Silval Barbosa narra vagamente as acusações de corrupção que pesam contra ele. Gilmar Mendes diz a Silval Barbosa que conversará com o ministro Dias Toffoli, relator do caso. Fora Toffoli quem, dias antes, autorizara a batida na casa do governador. Segue-se o seguinte diálogo:


Silval Barbosa: E é com isso que fizeram a busca e apreensão aqui em casa.


Gilmar Mendes: Meu Deus do céu!


Silval Barbosa: É!


Gilmar Mendes: Que absurdo! Eu vou lá. Depois, se for o caso, a gente conversa.


Silval Barbosa: Tá bom, então, ministro. Obrigado pela atenção!


Gilmar Mendes: Um abraço aí de solidariedade!


Silval Barbosa: Tá, obrigado, ministro! Tchau!


"Meu Deus do céu":

Silval Barbosa é acusado de corrupção pela PF num inquérito que corre no Supremo (Foto: Reprodução).

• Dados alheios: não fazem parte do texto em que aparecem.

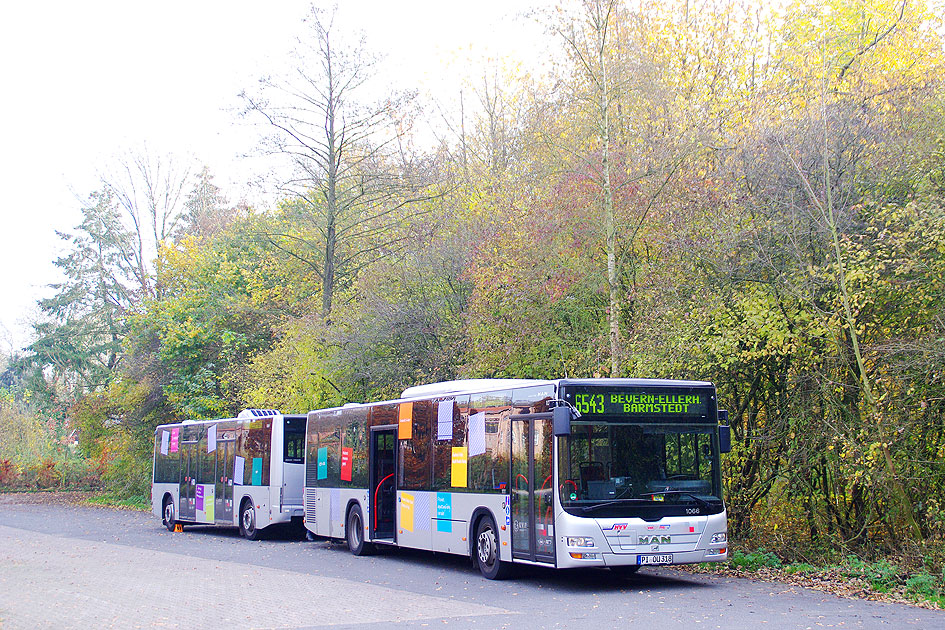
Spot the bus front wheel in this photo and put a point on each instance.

ÉPOCA teve acesso com exclusividade à íntegra do inquérito relatado por Dias Toffoli. É lá que se encontram os áudios transcritos nestas páginas (ouça em epoca.com.br) - e as provas do caso. O inquérito foi batizado com o nome de Operação Ararath - uma referência bíblica ao monte da história de Noé, na qual só os policiais parecem encontrar sentido. Iniciada em 2013, a investigação da PF e do Ministério Público Federal desmontara um esquema de lavagem de dinheiro, crimes contra o sistema financeiro e corrupção política no topo do governo de Mato Grosso. O caso subiu ao Supremo quando um dos principais operadores da quadrilha topou uma delação premiada. Entregou o governador e seus aliados, assim como comprovantes bancários. No dia em que Silval Barbosa foi preso, a PF também fez batidas em outros locais. Apreendeu documentos que viriam a reforçar as evidências já obtidas.

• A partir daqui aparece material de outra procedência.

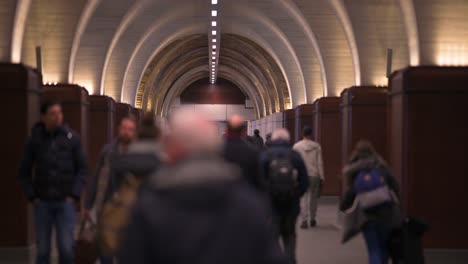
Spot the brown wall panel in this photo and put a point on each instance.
(327, 131)
(289, 122)
(429, 149)
(303, 118)
(121, 110)
(20, 93)
(101, 122)
(138, 114)
(363, 117)
(75, 107)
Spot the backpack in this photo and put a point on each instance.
(115, 216)
(283, 177)
(372, 189)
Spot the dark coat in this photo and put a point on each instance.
(109, 153)
(257, 141)
(142, 160)
(60, 167)
(389, 214)
(239, 152)
(279, 148)
(197, 212)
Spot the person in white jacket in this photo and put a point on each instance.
(311, 153)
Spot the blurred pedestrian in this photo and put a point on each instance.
(311, 153)
(55, 154)
(373, 190)
(195, 210)
(237, 151)
(106, 181)
(287, 181)
(257, 140)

O grupo político que governava Mato Grosso desde 2008, representado pelo então governador Blairo Maggi, hoje senador, e Silval Barbosa, que era seu vice, usava a máquina do governo para financiar campanhas eleitorais. Empreiteiras com contratos no governo do Estado faziam pagamentos a in­ter­mediários, que por sua vez repassavam dinheiro às campanhas. Esses intermediários eram donos de empresas que funcionavam como pequenos bancos ilegais. Mantinham à disposição do grupo político uma espécie de conta-­corrente. Silval Barbosa foi acusado de articular pessoalmente o pagamento de R$ 8 milhões às campanhas dele e de seus aliados, nas eleições de 2008 e 2010. Há documentos bancários que confirmam o depoimento do delator.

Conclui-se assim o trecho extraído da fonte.